The accumulated scientific knowledge is the foundation upon which informed decision making is built, with huge impact across a wide range of critical applications. In particular, policy makers seek trust-worthy scientific evidence to be able to formulate optimal policy across different fields, and journalists search for reliable scientific evidence to debunk misinformation. However, the large amount and the dynamic nature of scientific papers (e.g., limitations, disagreements) make it extremely difficult even for domain experts to keep track of the current state of scientific knowledge in each field as Scientific literature is a heterogeneous space. Every study has its own limitations and scholars may disagree with each other with the new progress of scientific research. 

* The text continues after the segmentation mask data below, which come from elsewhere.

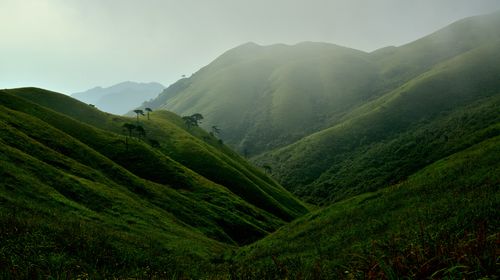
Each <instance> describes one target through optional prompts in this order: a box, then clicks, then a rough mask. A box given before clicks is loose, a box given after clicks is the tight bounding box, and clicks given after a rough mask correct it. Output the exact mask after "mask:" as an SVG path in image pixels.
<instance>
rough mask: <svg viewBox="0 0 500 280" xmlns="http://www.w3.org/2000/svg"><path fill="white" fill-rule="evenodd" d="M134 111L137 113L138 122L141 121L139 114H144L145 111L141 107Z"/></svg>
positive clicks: (137, 122) (137, 120)
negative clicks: (139, 119) (139, 108)
mask: <svg viewBox="0 0 500 280" xmlns="http://www.w3.org/2000/svg"><path fill="white" fill-rule="evenodd" d="M134 113H136V114H137V123H139V114H141V115H143V116H144V111H143V110H140V109H136V110H134Z"/></svg>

The goal of Evidence Veracity is to help scientists to grasp the landscape of a certain topic and identify gaps/problems/new opportunities in the targeted research areas. Another objective is to identify trust-worthy scientific evidence for other downstream applications. This is a long-term goal and milestones including exploratory research. In the long term, we plan to develop a domain-agnostic scientific discourse tagger to identify the argumentative unitis in scientific publications (e.g., claims, evidences). Such a tagger will be used as a building block for aggregating different views and recognize contradictory findings across different papers. We also plan to develop text summarization technologies to present insights for the end-users. 

In sum, we are in a quest to create the technology required to produce an easily consumable, curated, trustworthy and generalizable knowledge that can be used across different predictive and generative downstreaming tasks … and that’s only one of many technologies we are developing to accelerate science and increase the pace at which we discover... and we are open-sourcing most of the parts.